Scientific classification
- Kingdom: Animalia
- Phylum: Chordata
- Class: Reptilia
- Order: Squamata
- Suborder: Serpentes
- Family: Elapidae
- Genus: Pseudechis
- Species: P. butleri
- Binomial name: Pseudechis butleri L.A. Smith, 1982

= Spotted mulga snake =

- Genus: Pseudechis
- Species: butleri
- Authority: L.A. Smith, 1982
- Conservation status: LC

Highly venomous snake native to Western Australia

The spotted mulga snake (Pseudechis butleri), also known commonly as Butler's black snake and Butler's snake, is a species of venomous snake in the family Elapidae. The species is endemic to Western Australia. It is a member of the genus Pseudechis, dangerously venomous snakes that can intimidate an opponent by raising the head and presenting a hood. This cobra-like threat display is supported by the ability to produce a very large amount of venom.

==Taxonomy==
The first description of the species P. butleri emerged in a study of morphological variation of the widespread species P. australis, known commonly as the king brown or mulga snake. The author, Laurie Smith, examined a large series of specimens, allocating 213 to P. australis and 21 to the new species. The holotype of P. butleri is a female specimen, carrying eggs, collected at the Yalgoo region in 1963 by I. C. Carnaby. The suggestion of a cryptic Pseudechis species in the midwest was noticed by Ludwig Glauert in 1957, but with few available specimens the author hesitated to describe it as a new taxon. The morphological comparison by Smith concluded the closest affinity was with the type of the genus, P. porphyriacus, the red-bellied Pseudechis of Australia's eastern states. A revision of the phylogeny of the "black snake" genus several years later found instead that this species was most closely related to P. australis in finer details of morphology, a position supported by comparison of results from electrophoretic analysis of blood proteins and phylogenetic indicators.

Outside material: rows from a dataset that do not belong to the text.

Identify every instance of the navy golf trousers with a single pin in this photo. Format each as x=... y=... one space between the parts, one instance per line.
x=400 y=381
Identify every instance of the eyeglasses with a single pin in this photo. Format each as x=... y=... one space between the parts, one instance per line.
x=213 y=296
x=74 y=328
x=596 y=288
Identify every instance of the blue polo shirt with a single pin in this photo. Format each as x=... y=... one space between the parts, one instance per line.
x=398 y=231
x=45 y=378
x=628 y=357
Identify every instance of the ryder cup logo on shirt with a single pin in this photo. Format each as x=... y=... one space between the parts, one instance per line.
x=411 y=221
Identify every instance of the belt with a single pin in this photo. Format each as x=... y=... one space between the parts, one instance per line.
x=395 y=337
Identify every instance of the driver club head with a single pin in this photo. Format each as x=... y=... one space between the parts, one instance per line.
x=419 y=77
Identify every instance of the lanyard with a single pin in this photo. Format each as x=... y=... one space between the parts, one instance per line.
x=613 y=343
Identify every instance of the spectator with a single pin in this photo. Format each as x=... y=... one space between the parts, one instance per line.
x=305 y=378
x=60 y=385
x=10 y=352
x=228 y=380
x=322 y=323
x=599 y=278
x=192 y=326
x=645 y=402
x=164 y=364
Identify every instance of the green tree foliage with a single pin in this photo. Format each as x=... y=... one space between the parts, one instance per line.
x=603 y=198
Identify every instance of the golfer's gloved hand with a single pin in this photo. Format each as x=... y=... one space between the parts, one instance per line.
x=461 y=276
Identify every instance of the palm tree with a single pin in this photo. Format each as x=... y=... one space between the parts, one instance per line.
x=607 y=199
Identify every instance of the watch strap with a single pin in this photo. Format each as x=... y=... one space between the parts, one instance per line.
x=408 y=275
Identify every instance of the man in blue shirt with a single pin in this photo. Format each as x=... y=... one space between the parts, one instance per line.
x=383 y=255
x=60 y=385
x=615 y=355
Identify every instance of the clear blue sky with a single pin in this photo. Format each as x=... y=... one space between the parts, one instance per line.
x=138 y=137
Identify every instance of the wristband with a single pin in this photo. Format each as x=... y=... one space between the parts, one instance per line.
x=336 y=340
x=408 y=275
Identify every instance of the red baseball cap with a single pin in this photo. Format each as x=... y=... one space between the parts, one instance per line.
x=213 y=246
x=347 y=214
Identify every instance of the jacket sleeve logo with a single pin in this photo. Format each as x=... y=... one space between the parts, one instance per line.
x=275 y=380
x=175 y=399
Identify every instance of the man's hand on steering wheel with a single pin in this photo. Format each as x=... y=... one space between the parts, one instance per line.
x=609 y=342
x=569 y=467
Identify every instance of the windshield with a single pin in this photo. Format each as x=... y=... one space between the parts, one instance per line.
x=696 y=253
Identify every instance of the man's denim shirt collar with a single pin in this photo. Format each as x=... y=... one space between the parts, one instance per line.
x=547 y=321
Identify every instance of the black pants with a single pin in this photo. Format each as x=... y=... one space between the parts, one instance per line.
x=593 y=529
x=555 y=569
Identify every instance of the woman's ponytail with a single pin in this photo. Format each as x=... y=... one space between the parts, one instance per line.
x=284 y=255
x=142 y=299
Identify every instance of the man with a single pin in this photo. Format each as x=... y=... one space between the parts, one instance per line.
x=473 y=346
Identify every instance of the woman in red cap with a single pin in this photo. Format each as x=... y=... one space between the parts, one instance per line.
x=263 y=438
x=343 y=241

Common names for P. butleri include Butler's black snake, Butler's snake, and spotted mulga snake.
The generic name, Pseudechis, suggests a similarity to the African-Asian vipers of the genus Echis. The specific epithet, butleri, commemorates the conservation efforts of naturalist W. H. "Harry" Butler.

==Description==
P. butleri is a species of Pseudechis, a genus of large front-fanged venomous snakes occurring in Australia and New Guinea. The species is similar to the common mulga P. australis, a larger and widespread snake which occurs in sympatry at parts of central Western Australia. However, P. butleri is spotted with yellow or yellow-green scales and does not usually exceed a total length (including tail) of 1.6 m. The snout-to-vent length (SVL) is up to 1.56 m, and the tail length is around 15% of the SVL. The dorsal scales of the body are occasionally all black, but most of the upper body is covered in yellow or brownish scales with black bases. The colour of the head and neck tends to completely black. The neck is slightly defined from the head, broad and slightly larger than the robust body.

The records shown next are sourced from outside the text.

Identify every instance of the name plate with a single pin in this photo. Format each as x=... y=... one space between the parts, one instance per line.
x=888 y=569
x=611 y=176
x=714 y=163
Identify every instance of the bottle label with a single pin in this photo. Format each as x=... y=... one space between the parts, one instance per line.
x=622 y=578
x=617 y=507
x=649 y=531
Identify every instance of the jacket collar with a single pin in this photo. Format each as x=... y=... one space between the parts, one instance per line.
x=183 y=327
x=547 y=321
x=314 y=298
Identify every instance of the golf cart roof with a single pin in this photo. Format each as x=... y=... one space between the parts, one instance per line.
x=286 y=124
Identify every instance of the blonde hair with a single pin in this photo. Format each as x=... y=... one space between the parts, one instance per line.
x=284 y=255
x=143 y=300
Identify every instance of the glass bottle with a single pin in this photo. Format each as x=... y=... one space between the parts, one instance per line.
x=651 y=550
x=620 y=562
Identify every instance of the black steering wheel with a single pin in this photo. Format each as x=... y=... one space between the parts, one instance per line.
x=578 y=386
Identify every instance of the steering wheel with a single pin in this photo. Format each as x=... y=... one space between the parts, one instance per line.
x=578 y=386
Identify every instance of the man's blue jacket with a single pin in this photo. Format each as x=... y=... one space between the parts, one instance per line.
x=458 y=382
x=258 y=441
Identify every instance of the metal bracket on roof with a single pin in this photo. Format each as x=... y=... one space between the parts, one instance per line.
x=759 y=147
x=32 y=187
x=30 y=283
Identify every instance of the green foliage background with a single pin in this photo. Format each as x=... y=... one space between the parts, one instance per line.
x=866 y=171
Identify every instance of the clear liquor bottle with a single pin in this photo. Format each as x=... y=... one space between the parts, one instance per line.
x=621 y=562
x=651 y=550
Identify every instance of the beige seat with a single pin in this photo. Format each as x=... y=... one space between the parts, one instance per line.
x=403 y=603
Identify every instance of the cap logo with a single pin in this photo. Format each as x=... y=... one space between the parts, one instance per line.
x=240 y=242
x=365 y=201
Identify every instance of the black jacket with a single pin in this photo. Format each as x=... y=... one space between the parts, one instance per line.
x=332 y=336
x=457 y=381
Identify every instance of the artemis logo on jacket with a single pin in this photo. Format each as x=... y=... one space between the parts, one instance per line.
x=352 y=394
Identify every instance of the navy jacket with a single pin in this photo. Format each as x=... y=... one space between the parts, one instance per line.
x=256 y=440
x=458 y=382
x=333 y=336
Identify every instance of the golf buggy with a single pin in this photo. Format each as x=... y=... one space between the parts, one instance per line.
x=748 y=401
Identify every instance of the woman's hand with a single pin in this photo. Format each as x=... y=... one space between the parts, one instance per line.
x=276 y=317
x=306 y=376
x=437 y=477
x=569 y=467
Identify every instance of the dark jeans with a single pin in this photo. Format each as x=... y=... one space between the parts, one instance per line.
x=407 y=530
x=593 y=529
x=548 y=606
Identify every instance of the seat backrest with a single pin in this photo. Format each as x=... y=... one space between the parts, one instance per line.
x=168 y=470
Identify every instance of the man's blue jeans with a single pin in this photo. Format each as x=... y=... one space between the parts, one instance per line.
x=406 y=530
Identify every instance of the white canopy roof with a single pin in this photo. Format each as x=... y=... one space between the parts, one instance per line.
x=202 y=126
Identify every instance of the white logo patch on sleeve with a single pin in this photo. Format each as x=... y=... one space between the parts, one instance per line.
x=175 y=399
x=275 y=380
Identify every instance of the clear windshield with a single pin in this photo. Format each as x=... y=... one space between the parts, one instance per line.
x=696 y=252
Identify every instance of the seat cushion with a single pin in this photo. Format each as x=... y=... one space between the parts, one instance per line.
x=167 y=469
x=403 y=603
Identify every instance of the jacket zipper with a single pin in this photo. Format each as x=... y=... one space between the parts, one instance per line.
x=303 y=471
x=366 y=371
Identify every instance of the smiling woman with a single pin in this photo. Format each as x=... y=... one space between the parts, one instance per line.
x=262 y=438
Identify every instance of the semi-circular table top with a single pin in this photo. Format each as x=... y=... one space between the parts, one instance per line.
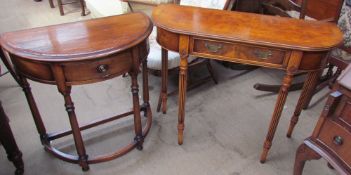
x=79 y=40
x=252 y=28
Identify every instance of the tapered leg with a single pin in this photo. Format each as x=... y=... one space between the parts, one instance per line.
x=34 y=109
x=78 y=140
x=283 y=92
x=136 y=109
x=303 y=154
x=146 y=106
x=65 y=90
x=162 y=102
x=210 y=70
x=60 y=5
x=139 y=139
x=183 y=76
x=308 y=88
x=8 y=141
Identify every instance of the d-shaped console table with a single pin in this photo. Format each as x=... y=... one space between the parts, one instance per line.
x=274 y=42
x=80 y=53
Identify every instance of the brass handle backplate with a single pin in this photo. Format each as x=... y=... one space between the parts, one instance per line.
x=102 y=68
x=213 y=47
x=338 y=140
x=263 y=54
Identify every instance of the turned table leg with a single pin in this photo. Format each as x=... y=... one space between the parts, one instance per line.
x=294 y=63
x=164 y=82
x=34 y=109
x=8 y=141
x=283 y=93
x=309 y=85
x=183 y=75
x=65 y=90
x=136 y=108
x=303 y=154
x=146 y=106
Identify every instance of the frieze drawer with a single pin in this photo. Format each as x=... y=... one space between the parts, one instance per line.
x=241 y=53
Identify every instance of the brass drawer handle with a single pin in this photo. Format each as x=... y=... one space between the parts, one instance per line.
x=213 y=47
x=263 y=54
x=338 y=140
x=102 y=68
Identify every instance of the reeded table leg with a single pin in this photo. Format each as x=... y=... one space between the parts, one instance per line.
x=34 y=109
x=146 y=106
x=283 y=93
x=8 y=141
x=293 y=64
x=65 y=90
x=308 y=88
x=164 y=82
x=183 y=75
x=78 y=140
x=136 y=108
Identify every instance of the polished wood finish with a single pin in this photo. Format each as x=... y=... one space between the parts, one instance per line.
x=332 y=134
x=80 y=53
x=233 y=40
x=8 y=141
x=165 y=71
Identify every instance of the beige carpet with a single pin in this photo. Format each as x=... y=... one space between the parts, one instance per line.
x=225 y=123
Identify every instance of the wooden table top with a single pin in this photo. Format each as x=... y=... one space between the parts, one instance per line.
x=79 y=40
x=251 y=28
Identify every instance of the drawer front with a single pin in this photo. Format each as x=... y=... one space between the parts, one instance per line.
x=98 y=69
x=260 y=54
x=337 y=138
x=240 y=53
x=214 y=48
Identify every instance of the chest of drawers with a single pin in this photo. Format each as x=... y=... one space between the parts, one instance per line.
x=331 y=138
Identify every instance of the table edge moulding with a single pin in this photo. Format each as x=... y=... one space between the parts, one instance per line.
x=81 y=53
x=268 y=41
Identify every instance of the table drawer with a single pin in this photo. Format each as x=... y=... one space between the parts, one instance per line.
x=337 y=138
x=260 y=54
x=98 y=69
x=241 y=53
x=214 y=48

Pseudechis butleri is readily distinguished from others of the genus, by colouration and by the number of ventral scales. The number of dorsal scale rows at the midbody is 17, at the neck this is usually 19, but ranges from 16 to 23. Just anterior to the tail there are 17 (15–18) rows. P. australis has reddish-brown ventral scales, each with a cream-coloured edge, whereas P. butleri has black-based, bright yellow ventral scales. Also, the number of ventral scales in P. butleri is less than in specimens of P. australis found at the same latitude. P. butleri has a range of 189–207, compared to the range 204–216 for P. australis. The color of the ventral scales is pink or red in the black snake of Eastern Australia, P. porphyriacus, which has even fewer ventral scales than P. butleri. The lighter spots of P. butleri were described by Glauert, when examining a recently killed specimen, as "primrose yellow".

==Distribution and habitat==
The distribution range of P. butleri is within the Murchison region of Western Australia, where it occurs in Acacia woodlands on stony and loamy soils, and occasionally amongst rocks. Specimens of this West Australian endemic species have been recorded in Mullewa in the north, as far south as Leonora, and to the east near Laverton.

==Venom==
The venom of P. butleri contains systemic myotoxins. Treatment for positive envenomation is the same as for P. australis, using a black snake antivenom.

==Reproduction==
P. butleri is oviparous. Mating takes place in October and November. A clutch of 7–12 eggs is laid in December. Hatchlings emerge after 65–80 days.